Interview mit Michael Prusikin
Michael Prusikin: 1978 in Charkow (Ukraine) geboren kann der heute 35-Jährige auf „30 Jahre Schach“ zurückblicken. Noch vor der Schulzeit entdeckte er seine Faszination für das Schachspiel, wurde aber richtig „auffällig“ als er mit seiner Familie 1995 nach Deutschland emigrierte. Neun Jahre später beschloss er Schachprofi zu werden. Heute agiert er in erster Linie als Schachtrainer. Wo sieht sich Prusikin, der in Miesbach (Oberbayern) lebt heute?
Das Interview
Frage: Sie lernten das Schachspiel bereits im frühen Kindesalter und sind aber erst nach der Immigration nach Deutschland in der Schachwelt bekannter geworden. Skizzieren Sie kurz die Stationen Ihres Aufstiegs – was waren ihre eigenen Ambitionen?
Michael Prusikin: Das ist so nicht ganz richtig. In der Ukraine zählte ich bereits zu den besten Junioren meines Jahrgangs und als ich mit 1995 im Alter von 17 nach Deutschland kam, lag meine Spielstärke irgendwo im Bereich von 2350-2400. Ich besaß aber tatsächlich noch keine ELO-Zahl! Denn in Charkow gab es zu dieser Zeit keine gewerteten Turniere und für weitere Reisen fehlten mir ganz einfach die finanziellen Möglichkeiten.
In der Ukraine arbeiteten IM M. Nedobora sowie GM Alexander Berelowitsch mit mir - beide unentgeltlich - wofür ich ihnen bis heute sehr dankbar bin, denn meine Familie hätte auch nichts bezahlen können.
Ich nahm regelmäßig an den Finalwettkämpfen der ukrainischen Jugendmeisterschaften teil, wobei bereits die Qualifikationsturniere sehr stark besetzt waren. In der Ukraine blieb Schach für mich allerdings nur eines von vielen Hobbys. Meine Freunde, Fußball und Bücher waren mir nicht weniger wichtig. Erst nach der Übersiedlung nach Deutschland fing ich an, Schach richtig ernst zu nehmen …
Frage: Wie kam es zu dieser Fokussierung und was unterschied Ihr Training in der ehemaligen Sowjetunion/Ukraine gegenüber dem Training in Deutschland?
Michael Prusikin: In Deutschland war ich auf mich allein gestellt. Ich hatte, bzw. nahm mir aber auch viel mehr Zeit für Schach. Prinzipiell ist wohl der entscheidende Unterschied, dass es in der Sowjetunion/Ukraine viel mehr gut ausgebildete und spielstarke Trainer gab.
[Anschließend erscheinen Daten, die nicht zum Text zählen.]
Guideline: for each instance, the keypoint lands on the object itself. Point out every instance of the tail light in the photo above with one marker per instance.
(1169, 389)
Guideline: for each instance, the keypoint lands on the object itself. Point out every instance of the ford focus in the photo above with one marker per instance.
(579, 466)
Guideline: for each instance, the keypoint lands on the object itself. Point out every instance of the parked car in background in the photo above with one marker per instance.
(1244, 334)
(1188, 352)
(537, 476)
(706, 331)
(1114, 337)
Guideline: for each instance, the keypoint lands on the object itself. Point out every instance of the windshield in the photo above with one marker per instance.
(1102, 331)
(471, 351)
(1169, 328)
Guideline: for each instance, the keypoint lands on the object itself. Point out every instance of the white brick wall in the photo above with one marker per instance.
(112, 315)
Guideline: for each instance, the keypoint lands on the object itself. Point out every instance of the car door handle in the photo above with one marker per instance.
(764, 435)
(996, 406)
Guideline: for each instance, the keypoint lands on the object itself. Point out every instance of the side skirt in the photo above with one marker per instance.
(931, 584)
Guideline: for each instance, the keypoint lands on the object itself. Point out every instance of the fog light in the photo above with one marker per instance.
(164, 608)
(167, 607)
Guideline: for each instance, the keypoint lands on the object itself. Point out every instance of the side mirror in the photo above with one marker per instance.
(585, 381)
Frage: Ihre Familie ist 1995 nach Deutschland emigriert. Was waren die Beweggründe?
Michael Prusikin: Die Beweggründe waren vielfältig. Wirtschaftliche Gründe spielten eine Rolle, das möchte ich gar nicht leugnen, aber auch die ruinierte Umwelt, die Sicherheitslage und einiges mehr. Die Ukraine der 90er Jahre war ein Dritte-Welt-Land. Heute habe ich keinerlei nostalgische Gefühle, und wenn dann ist es die Sehnsucht nach der Zeit meiner Jugend, aber nicht nach dem Ort.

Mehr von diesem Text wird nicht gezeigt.